In the years leading up to the 2008 global financial crisis, many commentators identified substantial current account deficits and surpluses as the main danger to the world economy. In particular, they worried about the US deficit and the Chinese surplus. As things turned out, neither of these imbalances was central to the GFC. Conversely, the intra-euro imbalances, which are at the heart of the current euro crisis, were largely ignored.

The International Monetary Fund has recently analysed the current state-of-play. The GFC reduced the biggest deficits, largely because deficit countries such as the US are in deep recession. The GFC also slowed growth in world trade, reducing China's surplus (which was running at 10% of GDP in 2007 and is now less than 3%).

The key issue, however, is whether these imbalances will re-emerge when growth gets back to normal, again threatening sustainability. To examine this, the IMF analysis adjusts for the cyclical position of each economy and compares this with what the Fund thinks the current account should be, given factors such as demography (aging populations might be expected to run surpluses) and stage of development (fast-growing emerging countries might be expected to run deficits). After these adjustments, China is still running a surplus around 3% of GDP larger than the IMF thinks it should. The US is still running a deficit 2% bigger than it should.

Intra-euro balances are the focus of special attention in the IMF report. The pre-2008 imbalance within the euro area is now described like this:

Excessive compression of interest rate spreads across the union created unsustainable booms in the periphery as real interest rates fell, with the associated lending boom significantly financed by massive net flows from the core.

Germany's surplus is nearly 5% of GDP bigger than is sustainable, while Spain should reduce its deficit to the same degree.

What policy adjustments are required? This being the IMF (often said to stand for 'It's Mainly Fiscal'), the first policy that needs changing is budgets: tighter in deficit countries and perhaps a bit looser in surplus countries.
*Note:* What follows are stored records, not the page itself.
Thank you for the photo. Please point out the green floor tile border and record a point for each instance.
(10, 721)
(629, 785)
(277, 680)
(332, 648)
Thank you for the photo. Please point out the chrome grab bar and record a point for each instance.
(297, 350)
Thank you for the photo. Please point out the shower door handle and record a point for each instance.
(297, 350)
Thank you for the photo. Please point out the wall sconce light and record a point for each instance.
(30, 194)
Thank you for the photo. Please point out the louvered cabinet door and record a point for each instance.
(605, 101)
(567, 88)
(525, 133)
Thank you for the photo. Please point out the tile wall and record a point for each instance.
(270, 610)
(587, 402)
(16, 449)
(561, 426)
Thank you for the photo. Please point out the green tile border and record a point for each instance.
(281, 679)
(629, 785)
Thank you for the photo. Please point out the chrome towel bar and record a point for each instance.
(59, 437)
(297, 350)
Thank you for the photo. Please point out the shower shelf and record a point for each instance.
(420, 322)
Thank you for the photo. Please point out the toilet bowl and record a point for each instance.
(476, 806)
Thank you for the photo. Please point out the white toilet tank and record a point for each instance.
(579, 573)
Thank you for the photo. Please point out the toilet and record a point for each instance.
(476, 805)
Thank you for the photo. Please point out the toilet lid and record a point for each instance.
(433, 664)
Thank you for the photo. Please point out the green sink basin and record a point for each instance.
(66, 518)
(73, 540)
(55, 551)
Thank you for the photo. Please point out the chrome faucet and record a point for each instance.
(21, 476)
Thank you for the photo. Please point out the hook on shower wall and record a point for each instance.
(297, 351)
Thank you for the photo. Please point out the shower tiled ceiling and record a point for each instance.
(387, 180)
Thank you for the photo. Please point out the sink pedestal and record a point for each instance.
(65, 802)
The deficit countries need to shift their budget deficits, on average, by 4% of GDP. The Fund acknowledges that this might not be the best policy to adopt while economies are flat on their backs in recession, but the finger-wagging message is clear: at the earliest opportunity, budget profligacy must end.

This will not be enough, says the IMF. Structural improvements (productivity and 'product market flexibility'; code for more flexible labour markets) must come next. As these corrections take place, exchange rates will adjust further, with China appreciating by 5-10% and the US depreciating by around 10%. This correction sounds particularly dismal for Europe:

An orderly adjustment process within the Euro area is likely to be prolonged and costly for output given the absence of an exchange rate channel for adjustment.
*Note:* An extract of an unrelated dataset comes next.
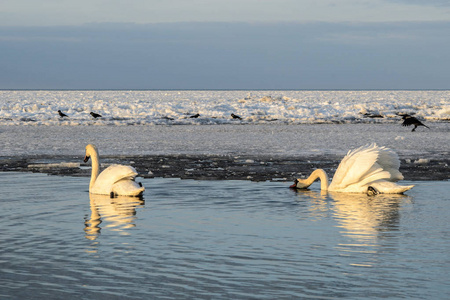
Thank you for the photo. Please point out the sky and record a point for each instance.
(233, 44)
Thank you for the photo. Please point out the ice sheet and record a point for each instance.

Some Asian countries might be puzzled by the suggested adjustments. Indonesia, currently running a small current account deficit, is seen as needing the same exchange rate appreciation as Singapore, running a current account surplus equal to 20% of its GDP. Singapore's current account imbalance is calculated to be smaller than Malaysia or Germany, because the IMF's 'norm' for Singapore is a continuing surplus equal to 20% of GDP.

For China, the proposed structural improvement is to provide 'social protection' (health and pensions) which it is argued will lower household savings (in fact, China's saving is largely done by state corporations).
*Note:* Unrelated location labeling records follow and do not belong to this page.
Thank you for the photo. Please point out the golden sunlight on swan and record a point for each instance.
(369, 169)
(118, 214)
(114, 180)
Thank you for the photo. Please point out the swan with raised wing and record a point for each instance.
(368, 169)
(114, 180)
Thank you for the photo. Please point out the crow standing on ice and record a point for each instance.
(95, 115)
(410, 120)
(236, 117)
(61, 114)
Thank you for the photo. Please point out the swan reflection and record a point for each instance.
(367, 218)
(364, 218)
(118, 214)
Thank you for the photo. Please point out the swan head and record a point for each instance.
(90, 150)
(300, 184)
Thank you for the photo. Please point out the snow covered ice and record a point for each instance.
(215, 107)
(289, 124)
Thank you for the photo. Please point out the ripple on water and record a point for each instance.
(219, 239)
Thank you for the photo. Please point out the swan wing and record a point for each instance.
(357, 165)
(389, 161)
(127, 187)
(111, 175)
As usual, this analysis is the vehicle for an IMF morality tale. And as usual, the broad thrust of the tale is hard to dispute: budgets must be repaired, debt reduced and productivity enhanced. But again as usual, no one knows how to get onto the virtuous path. Even if they do, they prefer to put off the political pain until another day.

Other recent IMF analysis has evolved to acknowledge a role for policy in addressing the often-fickle and disruptive nature of international capital flows. The current paper is a relapse into the old mind-set. The Fund still has faith that if countries get their fundamental policies right, capital flows will be appropriate and exchange rates will find the right level.

As usual in Fund documents, there is something for everyone. It is acknowledged that the GFC made capital flows to emerging countries volatile and potentially damaging to nascent financial markets (given the huge risk-on/risk-off surges and reversals since 2007, it would be hard to ignore this characteristic of capital flows). The Fund also notes that capital is 'flowing uphill' from the fast-growing emerging economies to the mature economies. Yet the IMF sees only a minor supporting role for capital flow management and exchange rate intervention. The old mantra is repeated: 'restrictions should not be seen as a substitute for policy adjustment'.

It is surprising, then, that one seasoned observer sees this study as evidence that the Fund has belatedly adopted the approach advocated by John Williamson for the past couple of decades. Williamson's calculations of fundamental equilibrium exchange rate (FEER) may be analogous to the Fund's current calculation of sustainable exchange rates. The Williamson approach, however, envisages that countries will use the full range of active policies (including intervention and capital controls) to keep their exchange rates inside a band around the FEER: the 'band-basket-crawl' (BBC) approach. The Fund still has more faith in the magic of the market than Williamson.

And what about Australia? The study sees the Australian dollar as overvalued by around 10% and the sustainable current account deficit as around 3% of GDP, about where we are at present.